Carlos Escobar de Andreis

Carlos Escobar de Andreis

Columna: Opinión

e-mail: calli51@hotmail.com


Podría tener los catorce y él pasaba los veinticinco cuando lo vi desde lo alto del coro de La Catedral, tirado boca abajo con las manos entrecruzadas sobre su rostro encima del piso de mármol del Altar Mayor. La singular imagen me impresionó. Parecía una gran ave que ya no volvería a levantar vuelo.
Ceñida a su cuerpo por un cíngulo de seda y una estola el alba cubría su corpulencia de tal manera que sólo dejaba ver la suela de unas cuatro coronas de estreno y una recién rasurada tonsura. Silencio inmaculado en el recinto para escuchar los canticos sagrados de los presbíteros presididos por Monseñor Forero y García para la ordenación del primer sacerdote samario.

Fue realmente un acontecimiento sin precedentes en la historia de Santa Marta, una ciudad de no más de 40 mil habitantes. La vocación sacerdotal había tocado la puerta de la feligresía y prometía tocar el corazón de jóvenes que comenzaban a interesarse por la educación en el Seminario Conciliar San Vicente de Paul de la Avenida de El Libertador, donde siempre ha estado. Ciertamente, los ímpetus duraron muy poco, porque tiempos después se siguió ordenando a sacerdotes de otras latitudes de Colombia, que llegaban animados por los aires de santidad que se respiraban en la ciudad, considerada por algunos refugio espiritual o lugar de retiro.

Lo vi por primera vez en el sector conocido como Los Manguitos, detrás del colegio de Iguarán, antes de La Coquera, donde vivía con Mercedes Mares, Betty y Ana Gómez. Había una enorme cercanía entre su familia y la mía. Mi papá los visitaba a diario como si ese fuera su segundo hogar y el primero, nos enseñó a respetarlos y a quererlos como parte de la familia. Lo volví a ver en el Seminario. Devoto, alto y fornido, de piel trigueña, buenmozo, que medía sus pasos por los pasillos de clausura concentrado en su breviario, percatándose seguramente sin que yo lo notara de mi presencia en el seminario menor. Fue la primera fiebre samaria de acompañar la insistencia del Padre Lorenzo Rosas desde el externado una vocación que jamás volvió.

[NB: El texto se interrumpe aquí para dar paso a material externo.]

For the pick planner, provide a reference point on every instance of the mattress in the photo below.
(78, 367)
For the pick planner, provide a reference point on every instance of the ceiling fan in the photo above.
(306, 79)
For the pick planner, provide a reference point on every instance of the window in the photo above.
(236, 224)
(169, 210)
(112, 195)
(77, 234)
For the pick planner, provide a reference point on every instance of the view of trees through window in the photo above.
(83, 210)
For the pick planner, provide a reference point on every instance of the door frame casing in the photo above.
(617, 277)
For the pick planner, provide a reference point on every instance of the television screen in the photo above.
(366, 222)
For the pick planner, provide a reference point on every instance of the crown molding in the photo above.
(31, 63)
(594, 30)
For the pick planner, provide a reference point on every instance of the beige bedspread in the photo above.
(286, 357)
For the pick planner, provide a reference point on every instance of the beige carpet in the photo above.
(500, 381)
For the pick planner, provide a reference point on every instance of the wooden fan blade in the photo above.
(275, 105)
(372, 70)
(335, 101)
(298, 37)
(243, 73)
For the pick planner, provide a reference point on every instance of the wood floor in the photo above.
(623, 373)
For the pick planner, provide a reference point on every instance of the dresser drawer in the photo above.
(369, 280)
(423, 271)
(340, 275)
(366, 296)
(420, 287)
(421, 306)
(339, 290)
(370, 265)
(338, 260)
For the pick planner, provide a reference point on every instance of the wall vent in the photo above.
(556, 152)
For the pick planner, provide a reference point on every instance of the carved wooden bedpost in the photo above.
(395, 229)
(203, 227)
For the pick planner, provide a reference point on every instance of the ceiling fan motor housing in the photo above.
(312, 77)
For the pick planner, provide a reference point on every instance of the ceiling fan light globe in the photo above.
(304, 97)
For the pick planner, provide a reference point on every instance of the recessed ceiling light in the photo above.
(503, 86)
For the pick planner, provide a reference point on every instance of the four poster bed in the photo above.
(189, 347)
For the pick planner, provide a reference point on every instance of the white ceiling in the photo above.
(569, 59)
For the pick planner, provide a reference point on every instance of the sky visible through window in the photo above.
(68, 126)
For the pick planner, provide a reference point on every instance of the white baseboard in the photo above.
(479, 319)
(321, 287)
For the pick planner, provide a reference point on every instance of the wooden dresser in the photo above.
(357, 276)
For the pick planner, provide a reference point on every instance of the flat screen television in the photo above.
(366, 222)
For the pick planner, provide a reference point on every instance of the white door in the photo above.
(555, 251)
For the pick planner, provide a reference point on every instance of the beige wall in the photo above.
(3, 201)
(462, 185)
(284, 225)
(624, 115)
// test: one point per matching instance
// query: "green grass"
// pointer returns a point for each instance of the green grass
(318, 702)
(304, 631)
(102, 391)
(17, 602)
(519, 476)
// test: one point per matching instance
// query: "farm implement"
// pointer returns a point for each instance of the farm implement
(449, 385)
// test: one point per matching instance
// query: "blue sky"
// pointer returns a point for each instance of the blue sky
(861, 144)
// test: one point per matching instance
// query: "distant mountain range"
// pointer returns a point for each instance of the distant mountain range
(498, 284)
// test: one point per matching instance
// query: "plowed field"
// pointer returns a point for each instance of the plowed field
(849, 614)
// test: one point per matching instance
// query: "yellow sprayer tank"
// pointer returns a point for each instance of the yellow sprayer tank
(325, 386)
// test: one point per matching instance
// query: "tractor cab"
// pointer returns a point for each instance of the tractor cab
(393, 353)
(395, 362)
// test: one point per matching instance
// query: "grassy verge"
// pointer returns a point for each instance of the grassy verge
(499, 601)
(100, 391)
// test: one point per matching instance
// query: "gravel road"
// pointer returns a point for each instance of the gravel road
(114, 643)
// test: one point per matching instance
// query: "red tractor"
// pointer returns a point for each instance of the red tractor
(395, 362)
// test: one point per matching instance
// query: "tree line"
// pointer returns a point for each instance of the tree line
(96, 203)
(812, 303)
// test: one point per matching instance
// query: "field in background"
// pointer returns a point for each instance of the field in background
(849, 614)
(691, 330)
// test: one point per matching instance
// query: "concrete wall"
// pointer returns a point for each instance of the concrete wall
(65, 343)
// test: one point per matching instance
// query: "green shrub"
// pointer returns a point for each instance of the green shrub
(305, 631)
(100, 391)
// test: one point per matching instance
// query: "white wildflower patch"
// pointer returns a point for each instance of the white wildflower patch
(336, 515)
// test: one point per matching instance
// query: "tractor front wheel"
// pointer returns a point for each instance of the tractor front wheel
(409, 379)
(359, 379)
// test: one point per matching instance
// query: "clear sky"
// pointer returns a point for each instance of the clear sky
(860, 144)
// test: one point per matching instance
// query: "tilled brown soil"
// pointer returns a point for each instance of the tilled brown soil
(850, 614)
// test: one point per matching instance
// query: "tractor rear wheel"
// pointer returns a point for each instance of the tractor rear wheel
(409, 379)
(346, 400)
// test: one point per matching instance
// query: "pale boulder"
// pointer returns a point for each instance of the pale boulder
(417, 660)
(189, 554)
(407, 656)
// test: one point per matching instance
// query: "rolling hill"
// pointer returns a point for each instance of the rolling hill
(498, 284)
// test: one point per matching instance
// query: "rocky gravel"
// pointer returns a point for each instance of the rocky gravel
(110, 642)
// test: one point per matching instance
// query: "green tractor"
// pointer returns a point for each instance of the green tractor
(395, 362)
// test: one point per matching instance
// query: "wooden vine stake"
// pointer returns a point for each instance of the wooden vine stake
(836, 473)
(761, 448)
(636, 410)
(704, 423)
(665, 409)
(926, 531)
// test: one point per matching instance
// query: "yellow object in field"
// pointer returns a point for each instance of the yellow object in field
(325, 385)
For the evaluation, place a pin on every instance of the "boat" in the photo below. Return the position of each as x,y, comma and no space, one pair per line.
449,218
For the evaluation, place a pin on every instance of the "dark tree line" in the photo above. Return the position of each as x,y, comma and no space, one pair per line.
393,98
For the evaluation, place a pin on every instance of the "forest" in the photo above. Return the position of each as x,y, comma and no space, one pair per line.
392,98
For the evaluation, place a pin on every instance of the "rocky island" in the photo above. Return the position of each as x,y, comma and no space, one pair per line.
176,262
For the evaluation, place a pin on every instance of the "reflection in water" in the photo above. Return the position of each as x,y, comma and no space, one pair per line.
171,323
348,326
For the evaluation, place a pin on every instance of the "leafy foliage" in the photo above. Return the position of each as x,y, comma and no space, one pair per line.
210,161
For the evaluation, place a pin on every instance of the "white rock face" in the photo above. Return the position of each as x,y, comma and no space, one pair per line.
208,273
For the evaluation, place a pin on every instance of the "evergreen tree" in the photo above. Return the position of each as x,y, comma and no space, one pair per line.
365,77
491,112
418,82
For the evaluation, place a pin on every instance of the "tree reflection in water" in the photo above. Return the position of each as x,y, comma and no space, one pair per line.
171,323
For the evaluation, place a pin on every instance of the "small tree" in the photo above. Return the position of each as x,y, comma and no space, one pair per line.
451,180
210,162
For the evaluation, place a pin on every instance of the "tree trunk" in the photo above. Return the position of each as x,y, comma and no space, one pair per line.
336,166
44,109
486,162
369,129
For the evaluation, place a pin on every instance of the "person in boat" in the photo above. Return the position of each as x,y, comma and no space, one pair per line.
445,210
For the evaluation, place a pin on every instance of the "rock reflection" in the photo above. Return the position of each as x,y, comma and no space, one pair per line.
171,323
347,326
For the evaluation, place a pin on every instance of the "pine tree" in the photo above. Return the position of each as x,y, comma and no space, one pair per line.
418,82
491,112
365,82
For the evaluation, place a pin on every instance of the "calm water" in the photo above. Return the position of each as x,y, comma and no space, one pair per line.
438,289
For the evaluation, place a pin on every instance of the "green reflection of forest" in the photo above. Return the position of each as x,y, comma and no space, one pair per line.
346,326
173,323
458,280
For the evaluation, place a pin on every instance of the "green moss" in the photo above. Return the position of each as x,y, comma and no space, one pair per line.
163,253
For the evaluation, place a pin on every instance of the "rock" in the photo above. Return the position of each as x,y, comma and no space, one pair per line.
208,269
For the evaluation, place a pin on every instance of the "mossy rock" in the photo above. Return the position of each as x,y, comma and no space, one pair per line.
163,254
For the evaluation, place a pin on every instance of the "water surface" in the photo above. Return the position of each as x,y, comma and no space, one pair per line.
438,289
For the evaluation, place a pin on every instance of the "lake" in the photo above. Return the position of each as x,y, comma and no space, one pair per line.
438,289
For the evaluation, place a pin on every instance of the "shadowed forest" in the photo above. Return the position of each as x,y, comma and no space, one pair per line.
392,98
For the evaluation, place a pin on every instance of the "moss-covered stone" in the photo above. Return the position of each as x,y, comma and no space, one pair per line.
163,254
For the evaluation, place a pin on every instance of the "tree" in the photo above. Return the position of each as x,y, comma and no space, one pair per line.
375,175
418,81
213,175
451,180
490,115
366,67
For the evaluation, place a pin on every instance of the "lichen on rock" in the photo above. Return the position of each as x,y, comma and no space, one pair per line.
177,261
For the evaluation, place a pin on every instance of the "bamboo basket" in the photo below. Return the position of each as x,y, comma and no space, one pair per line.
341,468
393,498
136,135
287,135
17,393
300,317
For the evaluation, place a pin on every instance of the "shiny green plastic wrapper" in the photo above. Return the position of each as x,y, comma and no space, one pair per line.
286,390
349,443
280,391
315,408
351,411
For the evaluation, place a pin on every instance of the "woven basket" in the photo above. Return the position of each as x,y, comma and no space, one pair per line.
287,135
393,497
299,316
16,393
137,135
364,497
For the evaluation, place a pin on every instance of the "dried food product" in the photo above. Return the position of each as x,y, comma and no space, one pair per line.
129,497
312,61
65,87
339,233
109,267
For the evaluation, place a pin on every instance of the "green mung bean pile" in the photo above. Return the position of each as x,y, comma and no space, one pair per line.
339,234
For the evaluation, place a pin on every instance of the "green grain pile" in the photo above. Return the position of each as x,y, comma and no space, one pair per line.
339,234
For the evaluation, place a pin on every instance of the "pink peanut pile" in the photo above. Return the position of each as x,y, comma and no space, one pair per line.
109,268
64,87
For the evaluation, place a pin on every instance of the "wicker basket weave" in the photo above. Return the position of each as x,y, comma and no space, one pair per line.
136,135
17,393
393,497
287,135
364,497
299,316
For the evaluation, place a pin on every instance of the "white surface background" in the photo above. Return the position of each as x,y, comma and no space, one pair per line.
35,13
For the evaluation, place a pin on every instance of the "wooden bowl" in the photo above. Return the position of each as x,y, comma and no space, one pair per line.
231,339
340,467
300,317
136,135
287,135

Le perdí la pista. Por despistado y confundido como andábamos muchos con los acontecimientos de la década que amenazaban la estabilidad política de la región latinoamericana, mientras el fantasma del que hablaba V.I. Lenin comenzaba a recorrer el mundo, el comunismo. En Colombia se inauguraba con Guillermo León Valencia en 1962 el Frente Nacional para ponerle fin a la dictadura de Rojas Pinilla. Se afianzaba la Revolución Cubana de 1959 en la isla y los Estados Unidos intentaban aplicar un bálsamo a sus desafueros contra los países pobres de América Latina, 20 mil millones de dólares en la Alianza para el Progreso, intentando frenar el auge revolucionario que se extendía como mancha de aceite con nombres como el del padre Camilo Torres Restrepo y su Teología de La Liberación a la cabeza.

Todo se juntó para que la sociedad evolucionara y el tiempo pasó. Cuando lo volví a encontrar, ya no era más el “Padre Páez”, como lo llama Ricardo Daza. No sé qué pesó más sobre su decisión de someterse a una larga espera para lograr la dispensa papal y colgar definitivamente sus hábitos. La fuerza de su amor por Rochi. Lo sentí feliz y entregado a apoyar la causa “Colombia un Estado Regional” de su buen amigo Alberto Mendoza Morales, arquitecto y urbanista de la Universidad de Chile, presidenciable, que asumió el ordenamiento territorial del país como un horizonte histórico que llega a las entrañas de la nacionalidad.